We’ve been quite busy the last two weeks. After successfully testing out the winch system we were almost ready to run a true receiver cryogenic test in an operating mount, but we still needed to put a few more things on. First, we attached the encoder tapes and their read-heads. The encoder tape is a long adhesive backed tape with precision spaced magnetic North and South poles. As the mount turns, the read-head can count the number of poles it passes. We can then feed this information into our control software in order to track the orientation of the mount to extremely high accuracy! Below is a picture of the Azimuth encoder’s read-head (left) and a close-up of the encoder tape as viewed through a magnetic field viewer.
We have a second encoder tape and read head up on our theta axis for accurate control of what we refer to as our “Deck” angle. The elevation axis also has an encoder to measure its location though it is self-contained and we did not have to install it. With the encoder information in the system we can now define our “home” point and reference all our rotations as a number of degrees away from that point, which is a critical step in being able to scan the telescope.
Before we could run a cryostat up in the mount, we also had to install the Helium lines. Each cryostat uses a Pulse Tube cryocooler in order to get the two largest internal stages down to temperatures of 50K (-369 DegreesF) and 4K (-452 Degrees F). These pulse tubes use compressed Helium to extract heat from the internal structures and each one has to be hooked up to a compressor that is detached from the rotating parts of the mount. As a result, we have to run a set of Helium lines from each cryostat, through the Theta axis rotary joint, then through the elevation cable carrier, then down into the Azimuth rotary joint, then down to the floor and into the compressor.
We have 8 sets of lines lines that run the four cryostats, 2 sets of guard channels that help to control leaks within the rotary union, and one nitrogen set. With so many hoses running up into the structure, it’s imperative that we take care in routing them so that they aren’t in our way. To do that, we decided to run all the hoses underneath the various beams of the mount. When they approach one of the rotary joints, we attach them to a set of custom low-profile rigid sections that bridge the connection between the fixed rotary union and the flexible hoses.

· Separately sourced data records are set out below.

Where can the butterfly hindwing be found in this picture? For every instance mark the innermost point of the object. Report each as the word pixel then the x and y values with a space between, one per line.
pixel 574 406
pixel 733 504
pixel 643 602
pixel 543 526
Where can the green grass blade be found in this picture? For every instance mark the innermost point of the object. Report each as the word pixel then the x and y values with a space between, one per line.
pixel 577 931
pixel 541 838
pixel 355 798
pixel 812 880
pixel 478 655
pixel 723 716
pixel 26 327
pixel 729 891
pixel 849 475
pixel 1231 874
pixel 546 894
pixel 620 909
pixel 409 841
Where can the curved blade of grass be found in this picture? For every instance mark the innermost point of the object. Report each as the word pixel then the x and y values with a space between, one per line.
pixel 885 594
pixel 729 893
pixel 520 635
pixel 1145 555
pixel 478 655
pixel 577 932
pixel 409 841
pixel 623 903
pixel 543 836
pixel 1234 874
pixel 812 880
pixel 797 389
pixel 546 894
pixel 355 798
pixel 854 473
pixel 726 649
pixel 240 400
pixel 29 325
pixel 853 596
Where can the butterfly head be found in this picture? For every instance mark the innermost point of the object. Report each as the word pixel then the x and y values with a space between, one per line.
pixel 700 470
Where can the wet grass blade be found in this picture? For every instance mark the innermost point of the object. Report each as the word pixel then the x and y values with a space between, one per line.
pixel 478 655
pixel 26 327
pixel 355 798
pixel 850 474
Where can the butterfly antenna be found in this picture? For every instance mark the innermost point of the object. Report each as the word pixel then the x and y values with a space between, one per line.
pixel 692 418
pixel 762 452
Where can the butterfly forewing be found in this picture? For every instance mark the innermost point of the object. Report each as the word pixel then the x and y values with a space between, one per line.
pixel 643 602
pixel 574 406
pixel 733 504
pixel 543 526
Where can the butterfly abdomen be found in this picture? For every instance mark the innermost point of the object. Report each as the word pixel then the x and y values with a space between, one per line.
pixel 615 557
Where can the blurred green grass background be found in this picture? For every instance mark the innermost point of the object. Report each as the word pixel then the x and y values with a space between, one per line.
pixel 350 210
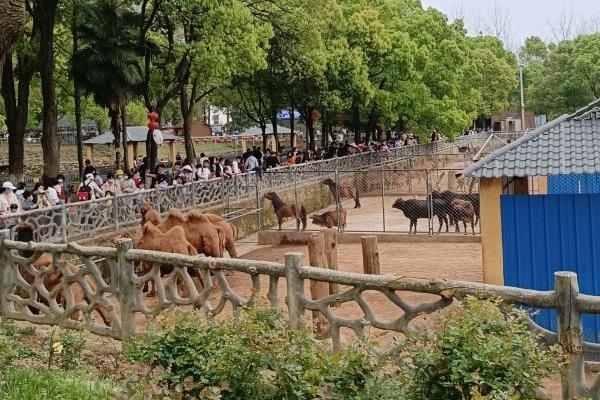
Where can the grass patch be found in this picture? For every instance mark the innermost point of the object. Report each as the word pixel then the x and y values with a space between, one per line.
pixel 33 384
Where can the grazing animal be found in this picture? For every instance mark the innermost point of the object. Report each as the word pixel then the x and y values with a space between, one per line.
pixel 343 191
pixel 229 230
pixel 225 229
pixel 329 219
pixel 464 211
pixel 207 238
pixel 172 241
pixel 149 214
pixel 283 210
pixel 447 196
pixel 24 232
pixel 418 209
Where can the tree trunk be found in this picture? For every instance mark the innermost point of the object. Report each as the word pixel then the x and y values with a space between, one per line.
pixel 310 128
pixel 17 108
pixel 12 21
pixel 125 138
pixel 188 107
pixel 263 128
pixel 77 94
pixel 292 123
pixel 115 126
pixel 275 133
pixel 46 13
pixel 356 123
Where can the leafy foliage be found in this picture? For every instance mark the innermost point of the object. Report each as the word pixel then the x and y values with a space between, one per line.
pixel 254 357
pixel 483 350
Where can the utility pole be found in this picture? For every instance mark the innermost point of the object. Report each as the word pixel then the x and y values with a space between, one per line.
pixel 523 128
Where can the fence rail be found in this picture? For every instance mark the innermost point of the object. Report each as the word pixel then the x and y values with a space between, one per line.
pixel 99 290
pixel 79 220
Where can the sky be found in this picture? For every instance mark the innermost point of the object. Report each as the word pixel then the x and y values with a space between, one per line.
pixel 549 19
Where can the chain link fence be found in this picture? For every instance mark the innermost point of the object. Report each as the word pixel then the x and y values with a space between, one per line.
pixel 424 201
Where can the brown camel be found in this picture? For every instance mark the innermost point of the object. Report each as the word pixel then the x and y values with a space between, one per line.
pixel 283 210
pixel 172 241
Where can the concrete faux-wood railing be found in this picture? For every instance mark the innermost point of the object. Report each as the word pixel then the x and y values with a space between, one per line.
pixel 118 291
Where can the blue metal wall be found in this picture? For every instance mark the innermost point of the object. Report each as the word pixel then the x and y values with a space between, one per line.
pixel 574 183
pixel 549 233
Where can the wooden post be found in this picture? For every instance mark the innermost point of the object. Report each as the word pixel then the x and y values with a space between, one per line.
pixel 171 151
pixel 569 335
pixel 331 255
pixel 295 289
pixel 318 289
pixel 370 255
pixel 126 288
pixel 89 152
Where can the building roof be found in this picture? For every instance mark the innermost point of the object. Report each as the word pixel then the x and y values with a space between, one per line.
pixel 568 145
pixel 269 131
pixel 134 134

These are a really cool set of fixtures, and each one is unique. We have only manufactured enough for one set of lines so far, but the rest are in production. This area is going to look very neat once the full set is installed.
With the encoder and Helium lines installed, we were ready to unload the dummy receiver and load in a real Bicep Array receiver with a pulse tube. Although we’d installed the dummy receiver using the new winch system, we hadn’t actually installed the real thing so we weren’t sure if there were going to be additional quirks in the procedure that we needed to figure out.
In the end, it installed without a hitch. Everything went smoothly, and we were able to secure it to the mount using the harness system in about 2 hours. We then attached a bunch of extra hardware to the front of it which is necessary for the operation of the pulse tube. With everything plugged in, we turned on the pulse tube and were rewarded with it’s characteristic chirping noise. With the cryostat installed and cooling we took the time to shoot some video.
The chirping noise you can here is the pulse tube. High and low pressure Helium gas are alternately pushed through the pulse tube cold head in order to produce the cooling power required to achieve cryogenic temperatures.
We also took a moment and got just about everyone to sit on the mount and shoot a quick video of a partial scan.
Finally, once we had the telescope cooling and scanning…
We threw an open house for the physics department. Quite a number of people attended and the donuts were quickly claimed. For an hour we chatted with other members of the department and anyone else who happened to walk by the high bay. Each of us got to talk about different aspects of the experiment we worked on and talk about the overall project while the telescope scanned in the background. It was great to see so many people interested!